TWS also have vintage charts (less detailed).


I find this from JR useful for a quick guide on vintages. Wine vintages | JancisRobinson.com


Hugh Johnson’s Pocket Wine Book is a great quick reference for things like that. By its nature it can’t drill down into detail, but for a reliable bird’s-eye view of pretty much everything, it’s very handy.

For vintages you get number charts but also, under the country chapters, a quick sentence or two with a bit more information about the character and progression of recent vintages.


I agree. Lighter reds aside, I found even the society’s own reds benefit from at least a year of cellar time and my scoring of them improves the further they are into their drinking window. Of course by the time I finish those I have, that vintage has been replaced with a much younger one, so now I stock up more at the outset.

Like @Wansteadbirder I try to keep less expensive wines ‘cellaring’ at home and dearer ones in storage but the reality is I don’t have space to store 2\3 years worth of wines at home so they end up in reserves too, next to EPs that could be there for 10+ years.

I don’t know if it is better to cellar a cheaper red for a couple of years or just purchase a different red that costs £1.50 more?

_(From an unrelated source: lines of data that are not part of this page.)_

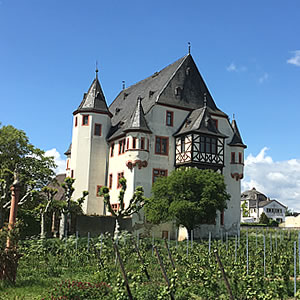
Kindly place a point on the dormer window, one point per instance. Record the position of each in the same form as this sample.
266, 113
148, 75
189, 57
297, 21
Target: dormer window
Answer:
178, 91
169, 118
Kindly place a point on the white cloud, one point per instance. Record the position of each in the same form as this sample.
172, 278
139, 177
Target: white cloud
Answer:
61, 163
263, 78
295, 60
234, 68
278, 180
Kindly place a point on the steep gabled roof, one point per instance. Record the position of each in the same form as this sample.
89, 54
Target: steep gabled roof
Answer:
93, 100
136, 122
182, 76
236, 139
200, 121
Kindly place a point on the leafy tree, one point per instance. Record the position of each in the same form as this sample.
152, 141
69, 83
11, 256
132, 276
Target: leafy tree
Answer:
189, 196
35, 170
263, 219
135, 204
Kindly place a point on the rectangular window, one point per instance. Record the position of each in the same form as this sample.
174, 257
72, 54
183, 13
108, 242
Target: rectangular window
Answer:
112, 147
122, 146
169, 118
110, 181
158, 173
85, 120
97, 130
120, 175
161, 145
142, 143
98, 190
215, 122
182, 144
115, 207
222, 217
240, 157
133, 142
233, 157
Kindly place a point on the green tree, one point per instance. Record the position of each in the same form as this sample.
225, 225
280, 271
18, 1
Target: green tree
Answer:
263, 219
189, 196
70, 207
34, 169
136, 203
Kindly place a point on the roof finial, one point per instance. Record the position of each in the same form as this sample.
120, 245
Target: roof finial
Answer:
96, 69
204, 100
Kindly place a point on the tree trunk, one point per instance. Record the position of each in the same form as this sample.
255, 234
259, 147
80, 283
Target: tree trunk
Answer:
43, 226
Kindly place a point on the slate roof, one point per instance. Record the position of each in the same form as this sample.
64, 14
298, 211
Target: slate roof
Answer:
159, 88
200, 121
93, 100
236, 139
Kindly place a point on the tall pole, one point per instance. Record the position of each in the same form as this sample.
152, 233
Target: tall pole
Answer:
15, 192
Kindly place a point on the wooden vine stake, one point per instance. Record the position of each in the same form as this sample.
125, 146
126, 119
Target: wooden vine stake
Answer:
123, 271
224, 275
169, 254
163, 270
141, 260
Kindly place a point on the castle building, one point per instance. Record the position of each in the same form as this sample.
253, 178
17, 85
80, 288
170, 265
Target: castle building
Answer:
163, 122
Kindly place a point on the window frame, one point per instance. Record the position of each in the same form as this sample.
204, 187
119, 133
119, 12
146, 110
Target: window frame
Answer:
171, 114
160, 171
120, 175
96, 125
167, 145
98, 189
88, 120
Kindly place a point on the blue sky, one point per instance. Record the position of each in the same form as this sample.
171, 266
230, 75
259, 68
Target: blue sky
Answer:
247, 51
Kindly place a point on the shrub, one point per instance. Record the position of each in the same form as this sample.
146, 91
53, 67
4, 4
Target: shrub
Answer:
78, 290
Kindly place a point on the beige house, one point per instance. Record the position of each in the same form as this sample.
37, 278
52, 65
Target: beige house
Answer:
163, 122
254, 203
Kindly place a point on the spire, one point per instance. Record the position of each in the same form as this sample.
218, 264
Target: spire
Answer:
236, 139
137, 121
94, 99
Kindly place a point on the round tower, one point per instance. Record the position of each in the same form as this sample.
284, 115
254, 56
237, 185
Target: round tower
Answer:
89, 150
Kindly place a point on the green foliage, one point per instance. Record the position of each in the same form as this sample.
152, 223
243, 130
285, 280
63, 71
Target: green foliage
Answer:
135, 204
34, 169
80, 290
189, 196
263, 219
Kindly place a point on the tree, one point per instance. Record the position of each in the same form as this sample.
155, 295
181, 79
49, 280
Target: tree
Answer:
189, 196
135, 204
70, 206
35, 170
263, 219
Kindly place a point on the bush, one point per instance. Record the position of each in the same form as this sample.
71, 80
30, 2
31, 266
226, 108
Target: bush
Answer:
78, 290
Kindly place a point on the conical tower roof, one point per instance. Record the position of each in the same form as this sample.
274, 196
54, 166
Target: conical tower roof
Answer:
93, 100
236, 139
137, 122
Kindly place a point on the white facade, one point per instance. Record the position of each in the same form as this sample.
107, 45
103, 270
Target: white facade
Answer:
138, 139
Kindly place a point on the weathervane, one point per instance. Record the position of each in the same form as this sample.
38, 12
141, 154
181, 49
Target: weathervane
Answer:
96, 69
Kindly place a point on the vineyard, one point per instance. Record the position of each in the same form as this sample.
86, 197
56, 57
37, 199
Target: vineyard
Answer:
258, 264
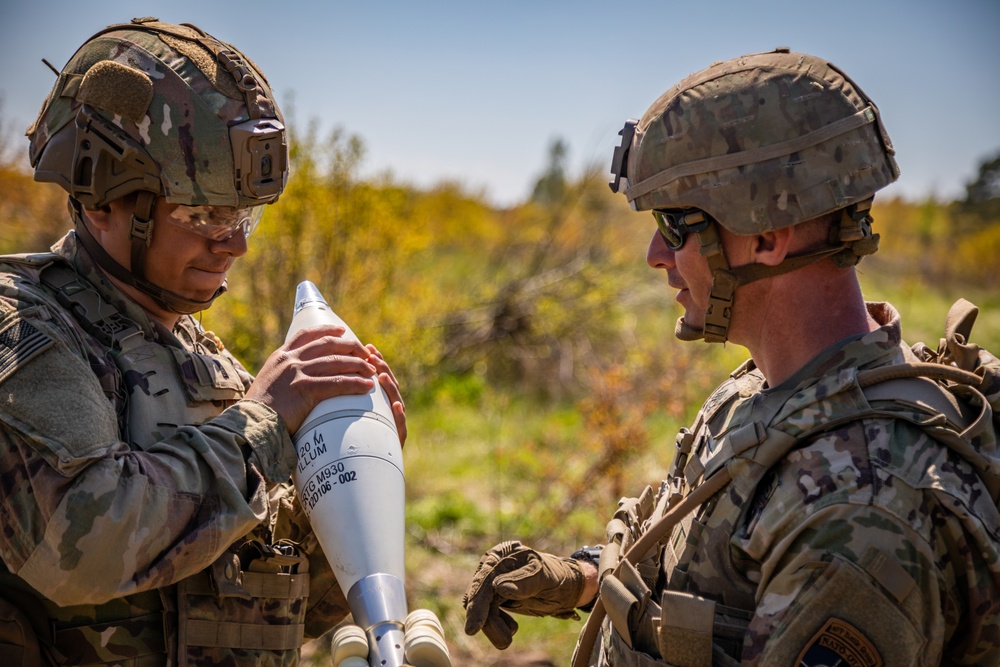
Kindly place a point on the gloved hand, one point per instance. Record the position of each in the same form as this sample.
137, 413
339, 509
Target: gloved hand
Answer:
524, 581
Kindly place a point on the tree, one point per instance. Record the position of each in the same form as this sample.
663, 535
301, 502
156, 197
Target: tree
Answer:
982, 195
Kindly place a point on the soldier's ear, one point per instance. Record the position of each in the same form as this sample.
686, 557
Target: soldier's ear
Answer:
772, 247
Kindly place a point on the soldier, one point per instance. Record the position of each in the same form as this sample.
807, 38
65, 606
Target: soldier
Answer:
817, 511
147, 514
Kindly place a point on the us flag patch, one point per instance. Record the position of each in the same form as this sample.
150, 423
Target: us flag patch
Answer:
20, 343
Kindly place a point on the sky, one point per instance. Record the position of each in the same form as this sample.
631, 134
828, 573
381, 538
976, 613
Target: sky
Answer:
476, 92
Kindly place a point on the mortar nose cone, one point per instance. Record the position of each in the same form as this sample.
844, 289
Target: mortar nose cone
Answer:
307, 293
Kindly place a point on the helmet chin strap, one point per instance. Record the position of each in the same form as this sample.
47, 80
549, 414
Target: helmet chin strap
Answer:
851, 238
141, 234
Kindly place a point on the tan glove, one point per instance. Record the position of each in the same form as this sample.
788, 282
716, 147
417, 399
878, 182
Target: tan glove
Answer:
524, 581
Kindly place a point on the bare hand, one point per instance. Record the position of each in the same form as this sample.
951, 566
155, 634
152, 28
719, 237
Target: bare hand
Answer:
391, 386
314, 365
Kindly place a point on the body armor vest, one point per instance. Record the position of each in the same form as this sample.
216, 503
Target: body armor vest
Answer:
249, 606
649, 612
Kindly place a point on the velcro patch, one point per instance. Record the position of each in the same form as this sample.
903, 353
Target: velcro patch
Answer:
839, 643
20, 343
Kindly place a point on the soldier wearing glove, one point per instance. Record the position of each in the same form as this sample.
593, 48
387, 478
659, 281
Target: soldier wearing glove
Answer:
513, 577
814, 508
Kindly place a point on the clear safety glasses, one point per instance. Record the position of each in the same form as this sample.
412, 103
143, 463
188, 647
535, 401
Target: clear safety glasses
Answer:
217, 222
675, 225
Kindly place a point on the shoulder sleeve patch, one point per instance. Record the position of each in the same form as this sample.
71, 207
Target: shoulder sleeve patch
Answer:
839, 643
20, 342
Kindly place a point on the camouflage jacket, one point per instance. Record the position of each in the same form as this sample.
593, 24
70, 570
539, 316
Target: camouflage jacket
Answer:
868, 542
106, 504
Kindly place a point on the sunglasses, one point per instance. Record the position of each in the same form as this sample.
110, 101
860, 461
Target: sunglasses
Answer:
675, 225
218, 223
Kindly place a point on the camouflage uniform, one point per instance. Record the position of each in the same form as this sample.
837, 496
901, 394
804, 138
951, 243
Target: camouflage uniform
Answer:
128, 529
868, 541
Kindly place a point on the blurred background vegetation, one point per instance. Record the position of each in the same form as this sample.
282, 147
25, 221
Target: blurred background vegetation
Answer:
534, 346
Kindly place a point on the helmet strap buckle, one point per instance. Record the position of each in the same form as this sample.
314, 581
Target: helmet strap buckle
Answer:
141, 230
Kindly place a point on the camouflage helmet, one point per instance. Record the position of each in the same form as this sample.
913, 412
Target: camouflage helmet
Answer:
754, 144
163, 108
760, 142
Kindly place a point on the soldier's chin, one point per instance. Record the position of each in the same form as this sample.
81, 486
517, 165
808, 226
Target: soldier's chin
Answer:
686, 332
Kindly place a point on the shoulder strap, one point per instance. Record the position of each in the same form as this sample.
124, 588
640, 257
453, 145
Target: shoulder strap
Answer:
99, 317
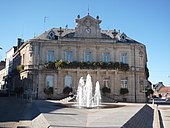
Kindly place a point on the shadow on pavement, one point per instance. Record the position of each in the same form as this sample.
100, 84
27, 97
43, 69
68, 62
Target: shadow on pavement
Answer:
15, 110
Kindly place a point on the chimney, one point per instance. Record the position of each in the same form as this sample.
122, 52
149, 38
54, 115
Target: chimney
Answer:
20, 42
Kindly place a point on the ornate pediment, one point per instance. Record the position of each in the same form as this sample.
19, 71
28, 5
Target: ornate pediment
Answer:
88, 27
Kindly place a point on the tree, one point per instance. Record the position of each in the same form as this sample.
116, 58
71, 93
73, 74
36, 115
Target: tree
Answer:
67, 90
124, 91
105, 90
48, 91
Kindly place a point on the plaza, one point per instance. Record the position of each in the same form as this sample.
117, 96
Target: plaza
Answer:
52, 114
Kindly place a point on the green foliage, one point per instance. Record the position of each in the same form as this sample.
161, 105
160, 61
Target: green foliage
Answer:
48, 91
149, 92
20, 68
67, 90
124, 91
86, 65
19, 90
105, 90
50, 65
147, 72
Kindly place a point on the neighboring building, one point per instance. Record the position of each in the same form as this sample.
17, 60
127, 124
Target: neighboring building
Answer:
2, 65
2, 79
165, 92
109, 56
2, 75
156, 87
161, 91
9, 67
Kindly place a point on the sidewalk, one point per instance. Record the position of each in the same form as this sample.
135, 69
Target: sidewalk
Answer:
16, 112
165, 115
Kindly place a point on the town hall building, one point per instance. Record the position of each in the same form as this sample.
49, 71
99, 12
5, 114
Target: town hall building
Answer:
59, 57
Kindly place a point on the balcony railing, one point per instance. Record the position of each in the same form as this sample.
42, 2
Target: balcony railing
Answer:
59, 64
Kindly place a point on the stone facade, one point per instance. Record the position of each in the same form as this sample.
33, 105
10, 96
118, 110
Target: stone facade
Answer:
86, 43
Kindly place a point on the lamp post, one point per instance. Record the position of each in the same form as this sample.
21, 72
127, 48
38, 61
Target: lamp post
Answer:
0, 48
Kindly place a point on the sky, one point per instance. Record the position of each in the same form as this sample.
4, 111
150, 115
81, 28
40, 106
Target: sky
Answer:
146, 21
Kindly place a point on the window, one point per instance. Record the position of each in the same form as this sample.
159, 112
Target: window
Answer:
106, 83
87, 57
106, 57
69, 56
51, 35
50, 56
68, 81
49, 81
124, 58
124, 83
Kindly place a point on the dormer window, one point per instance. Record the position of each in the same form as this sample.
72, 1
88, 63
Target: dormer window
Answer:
51, 35
123, 37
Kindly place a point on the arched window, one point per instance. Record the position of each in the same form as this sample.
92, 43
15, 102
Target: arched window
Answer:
68, 81
51, 35
49, 81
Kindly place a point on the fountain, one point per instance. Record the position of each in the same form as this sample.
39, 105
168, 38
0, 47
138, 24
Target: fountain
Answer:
85, 96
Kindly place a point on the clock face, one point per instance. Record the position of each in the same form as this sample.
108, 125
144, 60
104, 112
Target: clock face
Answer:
87, 23
88, 30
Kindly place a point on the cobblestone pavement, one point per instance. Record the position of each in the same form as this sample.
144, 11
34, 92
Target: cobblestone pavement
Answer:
15, 112
165, 115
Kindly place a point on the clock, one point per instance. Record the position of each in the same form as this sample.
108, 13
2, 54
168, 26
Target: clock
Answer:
88, 30
88, 23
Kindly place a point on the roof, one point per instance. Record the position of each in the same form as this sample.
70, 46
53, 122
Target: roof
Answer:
164, 90
70, 33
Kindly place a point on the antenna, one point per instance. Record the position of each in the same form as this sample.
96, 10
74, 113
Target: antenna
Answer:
45, 19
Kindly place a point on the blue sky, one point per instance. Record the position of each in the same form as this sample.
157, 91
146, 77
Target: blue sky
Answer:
147, 21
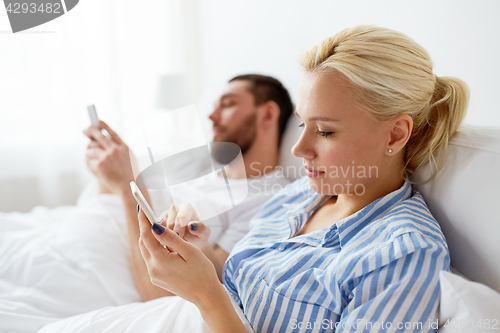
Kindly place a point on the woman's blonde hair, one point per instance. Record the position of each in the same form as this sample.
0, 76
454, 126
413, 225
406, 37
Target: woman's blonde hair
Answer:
392, 75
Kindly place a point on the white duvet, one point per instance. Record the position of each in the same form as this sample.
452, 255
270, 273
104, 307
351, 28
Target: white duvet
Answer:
66, 270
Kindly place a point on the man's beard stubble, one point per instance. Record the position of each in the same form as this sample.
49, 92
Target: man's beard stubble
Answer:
244, 135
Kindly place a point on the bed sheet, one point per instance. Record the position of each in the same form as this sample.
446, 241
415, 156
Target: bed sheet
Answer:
56, 263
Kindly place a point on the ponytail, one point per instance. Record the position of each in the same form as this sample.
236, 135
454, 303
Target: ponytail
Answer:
429, 140
393, 75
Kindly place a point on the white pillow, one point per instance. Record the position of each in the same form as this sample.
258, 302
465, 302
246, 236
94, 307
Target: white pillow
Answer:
467, 306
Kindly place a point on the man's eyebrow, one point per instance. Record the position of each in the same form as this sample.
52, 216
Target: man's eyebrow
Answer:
319, 118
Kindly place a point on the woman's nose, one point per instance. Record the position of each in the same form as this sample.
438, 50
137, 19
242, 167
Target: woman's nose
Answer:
303, 148
215, 115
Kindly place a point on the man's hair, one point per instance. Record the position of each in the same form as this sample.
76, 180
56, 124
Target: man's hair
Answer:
266, 88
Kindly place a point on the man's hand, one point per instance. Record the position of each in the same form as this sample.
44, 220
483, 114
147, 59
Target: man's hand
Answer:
184, 220
108, 158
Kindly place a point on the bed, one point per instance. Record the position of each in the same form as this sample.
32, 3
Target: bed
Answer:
464, 198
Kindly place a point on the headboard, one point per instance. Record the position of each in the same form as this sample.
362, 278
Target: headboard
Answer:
465, 199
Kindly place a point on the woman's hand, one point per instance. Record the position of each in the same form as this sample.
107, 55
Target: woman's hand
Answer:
184, 220
108, 158
178, 266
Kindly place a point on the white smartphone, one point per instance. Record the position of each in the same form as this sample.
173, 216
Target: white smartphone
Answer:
93, 114
143, 203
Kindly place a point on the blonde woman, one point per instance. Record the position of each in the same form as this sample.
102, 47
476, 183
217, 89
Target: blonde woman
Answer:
345, 249
350, 247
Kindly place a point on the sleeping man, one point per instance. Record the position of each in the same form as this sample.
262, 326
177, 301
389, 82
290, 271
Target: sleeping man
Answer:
70, 260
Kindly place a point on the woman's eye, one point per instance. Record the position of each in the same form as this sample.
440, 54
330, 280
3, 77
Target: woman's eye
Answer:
324, 134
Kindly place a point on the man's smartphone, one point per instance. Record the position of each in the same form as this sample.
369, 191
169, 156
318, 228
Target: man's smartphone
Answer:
142, 202
93, 115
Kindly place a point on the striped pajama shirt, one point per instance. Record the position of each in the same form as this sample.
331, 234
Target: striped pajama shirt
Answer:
376, 270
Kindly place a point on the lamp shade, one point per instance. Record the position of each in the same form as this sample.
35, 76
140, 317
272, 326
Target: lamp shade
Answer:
174, 91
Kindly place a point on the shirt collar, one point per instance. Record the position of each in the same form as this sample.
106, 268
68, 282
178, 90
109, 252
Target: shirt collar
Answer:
350, 226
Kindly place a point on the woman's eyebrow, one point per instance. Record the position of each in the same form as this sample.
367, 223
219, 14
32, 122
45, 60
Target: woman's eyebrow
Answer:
319, 118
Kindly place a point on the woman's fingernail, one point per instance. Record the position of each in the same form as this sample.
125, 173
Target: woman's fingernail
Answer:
158, 228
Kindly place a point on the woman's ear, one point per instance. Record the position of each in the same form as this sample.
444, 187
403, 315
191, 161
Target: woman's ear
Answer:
269, 114
401, 128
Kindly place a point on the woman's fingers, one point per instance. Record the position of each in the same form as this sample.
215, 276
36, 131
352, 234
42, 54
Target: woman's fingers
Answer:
171, 215
95, 132
199, 229
112, 133
144, 252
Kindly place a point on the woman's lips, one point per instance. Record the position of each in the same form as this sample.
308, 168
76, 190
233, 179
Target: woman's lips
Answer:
311, 173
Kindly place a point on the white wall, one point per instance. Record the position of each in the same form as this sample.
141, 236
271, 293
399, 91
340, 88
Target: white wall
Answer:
462, 37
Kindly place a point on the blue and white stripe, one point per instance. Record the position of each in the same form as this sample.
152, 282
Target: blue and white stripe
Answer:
376, 270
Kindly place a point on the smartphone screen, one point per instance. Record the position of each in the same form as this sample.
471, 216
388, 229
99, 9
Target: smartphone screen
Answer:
93, 114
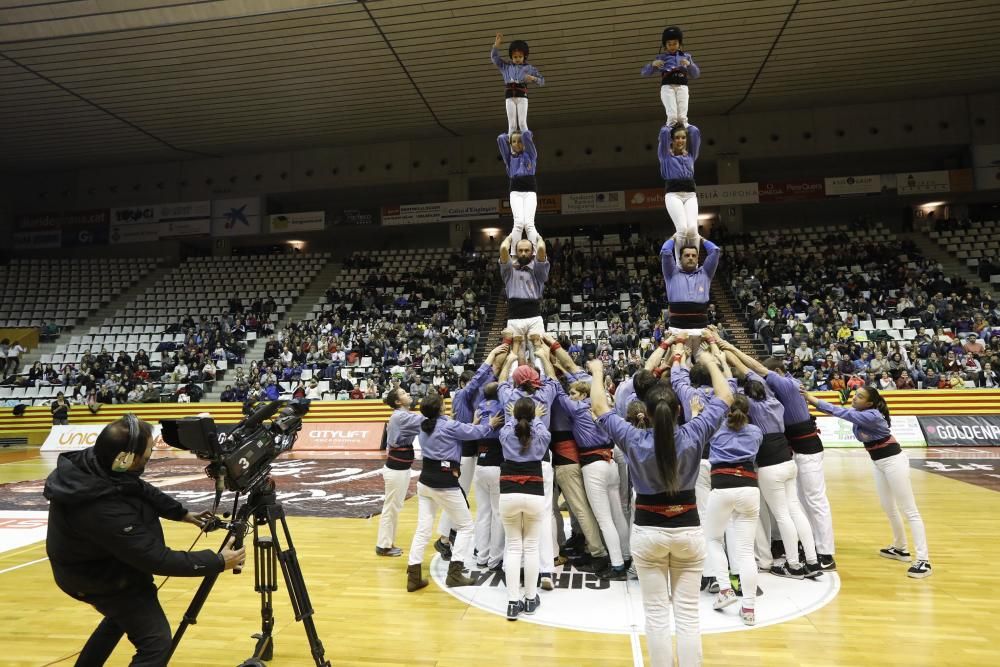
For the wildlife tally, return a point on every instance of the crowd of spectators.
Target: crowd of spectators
(821, 299)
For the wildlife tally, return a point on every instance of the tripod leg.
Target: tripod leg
(295, 582)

The downside of the former is the lack of spontaneity, where as inflation probably limits any actual quality improvement of the latter.

I like the sound of @UisceBeatha’s conveyor belt system, which seems a great combination of quality and flexibility, but it will take a while before I’m there.


I think we’ve been round the houses a few times on this one, save to say I’d advise taking the WE ones with a pinch of salt - they are published primarily for American audience, which, for want of a better word, favour ‘bigger’ wines.

Of course, if you prefer those style of wines, then game on! :grinning:

I like the sound of your conveyor belt much more than old Brucie Forsyth’s one on the Generation Game.


I could have written this myself.


IMO this is the answer to sub-£20 whites, especially from Germany, where beautiful, complex, long-lived wines can be had at that price.